Tell Your Abortion Story
My name is Cazembe Jackson and I’m a black Southern queer, non-binary, trans man. In my junior year in college, I was raped by four men who didn’t go to my college. While they raped me, they kept saying that they were making me a real woman.
“I got pregnant from that gang rape and went into a deep depression. I left school and went home to Austin where I made a decision to have an abortion. I had to borrow $300 dollars from a payday loan which cost me $1,000 to pay back. Planned parenthood recognized that I needed help and called the Rape Crisis Center for me to start therapy. I told my abortion story because trans and non-binary people need to be represented in reproductive justice conversations,” Jackson said.
My name is Emily and I had an abortion 3 years ago while in my junior year of college. I was earning minimum wage and overwhelmed balancing school life, depression, and the stress of being a first-generation college student of Mexican immigrants. I was not ready to be a parent.
“My abortion was the best decision I’ve ever made. Thanks to my abortion I am the first in my family to graduate from college. I am thankful I don’t have to raise a child with my recent Multiple Sclerosis diagnosis,” Emily said.
Republican Rhetoric vs Women’s Reality
Why do privileged white Republicans think that regardless of your situation you should give up your dreams and be forced to give birth to a child you know you can’t financially or emotionally care for.
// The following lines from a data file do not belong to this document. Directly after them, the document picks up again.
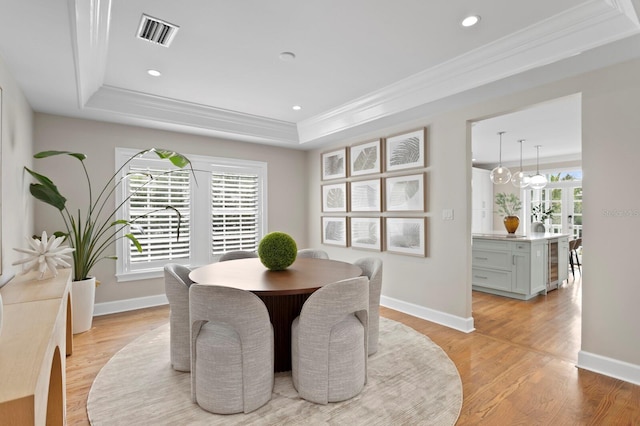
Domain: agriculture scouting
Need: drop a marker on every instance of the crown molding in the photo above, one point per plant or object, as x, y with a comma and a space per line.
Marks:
581, 28
216, 120
589, 25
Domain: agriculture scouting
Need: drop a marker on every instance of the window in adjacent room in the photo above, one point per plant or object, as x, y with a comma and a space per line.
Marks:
222, 208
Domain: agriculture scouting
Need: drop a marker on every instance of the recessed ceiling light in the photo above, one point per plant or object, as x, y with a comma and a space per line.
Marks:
287, 56
470, 21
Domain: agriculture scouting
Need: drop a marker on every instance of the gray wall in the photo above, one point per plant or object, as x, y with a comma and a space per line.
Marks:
17, 148
610, 129
441, 281
287, 209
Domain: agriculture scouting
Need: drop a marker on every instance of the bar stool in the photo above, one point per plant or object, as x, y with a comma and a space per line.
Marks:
574, 260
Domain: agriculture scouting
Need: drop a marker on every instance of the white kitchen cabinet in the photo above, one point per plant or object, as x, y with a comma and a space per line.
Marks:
520, 267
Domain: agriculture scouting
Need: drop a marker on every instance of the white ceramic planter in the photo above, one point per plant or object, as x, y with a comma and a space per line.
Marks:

It is Republican lawmakers who force women to have a child and then make major cuts to poverty programs so you can’t take care of that child. They cut trillions of dollars from housing assistance, WIC, job training, supplemental nutrition assistance programs, temporary assistance for needy families, child nutrition, child care, federal college aid, and Medicaid, according to the House Committee on the Budget.
But have you noticed that when it comes to trillion-dollar tax cuts for the rich, or subsidies for corporations making billions, or the scam of “trickle-down economics”, they are first in line to sign on the dotted line to give out trillions to the rich who don’t need it.
In between the speeches the crowd enjoyed drumming, singing, and poetry.
Leng Leng Chancey, Executive Director of 9 to 5 speaks about intersectionality and the reality for our communities.
The Reproductive Justice (RJ ) movement was formed by a group of women of color to represent the underrepresented Black, Indigenous People of Color (BIPOC).
RJ is a framework that guides us toward liberation and that lives on the intersection of immigrant rights, abortion access, racial and gender justice, disability justice, language justice, climate justice and so much more.
“We are standing on stolen land that was colonized. My ancestors were brought here to be indentured servants to build the railroad. We were never afforded the same democracy as those in power nor were black people who were brought here as slaves. BIPOC lives and voices are continually oppressed. It’s time for reparations. None of us are free until all of us are free,” Chancey said.
Kwajelyn Jackson, Executive Director, Feminist Women’s Health Center. A black-led independent abortion provider who is providing abortions right now.
Abortion is legal in Georgia because of numerous lawsuits that have it tied up in court.
We need you to fund abortions around this country and fund Access Reproductive Care – Southeast (ARC-SE) they are the ones connecting people to the care, making sure that people can travel from states hostile to states that will welcome them for care.
“These people in the state capital work for us. Let them know what we need from them because we can’t wait on them to grant us our dignity or define our futures for us. We are more powerful than the systems that try to convince us that we are powerless, Jackson said.

At the end of the speeches, the thousands gathered in Liberty Plaza moved to the street and marched to the National Center for Civil and Human Rights.